The Kilwa fort was built in the early 19th century by the Omani Arabs, on the site of a Portuguese fort dating from the early 16th century, close by are the ruins of the beautiful Great Mosque, with its columns and graceful vaulted roofing. Some sections of the mosque date to the late 13th century, although most are from additions made to the building in the 15th century. In its day, this was the largest mosque on the East African coast. After a short walk of about 2km from the Great Mosque is Husuni Kubwa, once a massive complex of buildings covering almost a hectare and, together with nearby Husuni Ndogo, the oldest of Kilwa’s ruins. The Husuni Ndogo complex, which is estimated to date from the 12th century or earlier, is set on a hill another 2km walk. It must have once had great views over the bay and mangrove below. Since it turned to high tide our captain was able to pick us up at the small palace, so we didn’t have to walk back to the main beach, close to the fort.
Earlier that day we asked Hassan, the manager of the lodge, if he could buy us some nice fresh seafood. Expecting that we had to cook ourselves we were pleasantly surprised that the (large) kingfish was already baking in the oven. It is too much for the four us and we shared the food with the staff of the lodge.

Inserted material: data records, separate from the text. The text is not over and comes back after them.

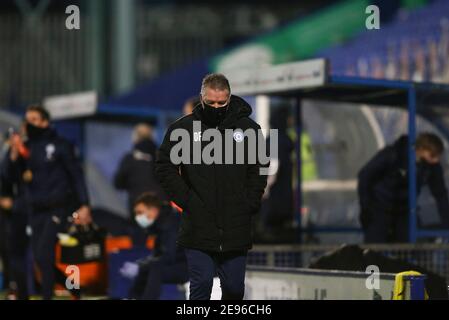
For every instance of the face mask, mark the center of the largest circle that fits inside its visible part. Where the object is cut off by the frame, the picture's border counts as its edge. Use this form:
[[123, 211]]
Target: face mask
[[214, 116], [143, 221], [33, 131]]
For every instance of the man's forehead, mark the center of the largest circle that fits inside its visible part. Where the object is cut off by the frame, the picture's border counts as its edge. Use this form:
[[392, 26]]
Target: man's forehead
[[216, 94], [32, 114]]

After dinner we helped the Canadian couple with a ‘sinterklaasgedicht’ for their Dutch friends.
North of Dar es Salaam
After two nights we drove back to Dar es Salaam, as we are expecting to get an answer from Foreign Affairs beginning of the week and want to apply as soon as possible. Even though we don’t have proper seats in the back we gave the journalists a lift to Dar (which they experienced it as much more comfortable than the bus). In return, they invited us to stay with them in Arusha as they knew we were still looking for a place to stay. After dropping them of at the Hyatt hotel and drinking a cup of coffee, we continued to a campsite 30km north of Dar es Salaam in a small fishing town, right on the beach. We spent the next couple of days working on the photo albums, updating our blog, eating fresh fish and simply relaxing on the beach awaiting an answer from Foreign Affairs.